Transformations
To cater to intricate data transformation requirements, the Dozer configuration supports complex SQL statements. For a better understanding, consider the following guidelines:
Multi-Line SQL Statements:
When your transformation logic spans multiple lines, utilize the pipe (|) symbol for clarity:
sql: |
SELECT
id, first_name, last_name, number, age
INTO result
FROM users
WHERE age > 20;
Combining Multiple Transformations:
Under the sql key, you can sequence various transformation statements, each exposing its own distinct result via individual INTO clauses:
sql: |
SELECT *
INTO result_1
FROM trips
JOIN users ON users.id = trips.customer_id;
SELECT
id, first_name, last_name, number, age
INTO result_2
FROM users
WHERE age > 20;
SELECT COUNT(*)
INTO result_3
FROM trips
GROUP BY region;
For additional details and available SQL functions, consult the SQL Functions Guide.
External SQL Files
For better organization, especially when dealing with a multitude of complex transformations, it's possible to save your SQL transformations in separate files. Simply place these *.sql files under the ./queries directory.
For instance, if you have a transformation stored in basic.sql:
-- File: ./queries/basic.sql
SELECT
region, COUNT(*)
INTO regional_counts
FROM trips
GROUP BY region;
Dozer will automatically recognize and load all SQL files in this directory, integrating their results into the overall data pipeline.

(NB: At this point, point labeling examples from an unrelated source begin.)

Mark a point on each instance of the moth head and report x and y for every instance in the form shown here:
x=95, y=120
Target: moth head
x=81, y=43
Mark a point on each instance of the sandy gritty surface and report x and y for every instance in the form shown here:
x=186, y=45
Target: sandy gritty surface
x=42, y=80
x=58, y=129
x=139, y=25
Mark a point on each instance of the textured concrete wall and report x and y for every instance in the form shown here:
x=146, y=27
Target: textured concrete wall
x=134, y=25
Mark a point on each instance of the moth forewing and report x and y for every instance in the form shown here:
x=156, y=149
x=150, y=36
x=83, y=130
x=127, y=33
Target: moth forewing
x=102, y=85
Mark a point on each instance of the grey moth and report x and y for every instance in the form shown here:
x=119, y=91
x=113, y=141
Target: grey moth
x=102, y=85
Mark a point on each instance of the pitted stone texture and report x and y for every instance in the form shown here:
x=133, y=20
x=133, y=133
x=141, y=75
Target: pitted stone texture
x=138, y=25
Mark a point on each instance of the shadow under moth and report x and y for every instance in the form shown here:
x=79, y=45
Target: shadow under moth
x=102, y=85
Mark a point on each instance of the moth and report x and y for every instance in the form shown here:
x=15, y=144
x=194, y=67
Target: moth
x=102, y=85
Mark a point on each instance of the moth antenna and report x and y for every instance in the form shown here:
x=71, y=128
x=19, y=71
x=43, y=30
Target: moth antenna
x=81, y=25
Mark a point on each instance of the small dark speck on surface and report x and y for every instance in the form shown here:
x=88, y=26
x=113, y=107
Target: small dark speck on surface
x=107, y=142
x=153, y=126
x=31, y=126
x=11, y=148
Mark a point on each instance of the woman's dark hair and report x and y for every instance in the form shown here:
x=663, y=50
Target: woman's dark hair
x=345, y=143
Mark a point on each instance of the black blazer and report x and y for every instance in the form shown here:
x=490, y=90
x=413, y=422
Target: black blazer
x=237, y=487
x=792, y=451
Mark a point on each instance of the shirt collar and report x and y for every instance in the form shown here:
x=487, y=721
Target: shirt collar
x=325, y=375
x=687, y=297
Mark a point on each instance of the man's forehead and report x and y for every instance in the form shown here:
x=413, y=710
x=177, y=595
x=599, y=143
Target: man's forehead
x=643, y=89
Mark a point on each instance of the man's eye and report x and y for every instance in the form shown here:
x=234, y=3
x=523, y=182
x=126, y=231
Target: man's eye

User Defined Functions (UDFs)
Dozer supports ONNX based UDFs that can be used as the part of the SQL transformation. Following would be an example configuration for UDFs.
udfs:
name: is_fraudulent
config: !Onnx
path: ./path/to/model/model_file
Under sql block, utilizing the function name defined from udf, you can introduce new aggregation.
sql: |
SELECT
is_fraudulent(col1, col2, col3, col4)
INTO res
FROM onnx_test;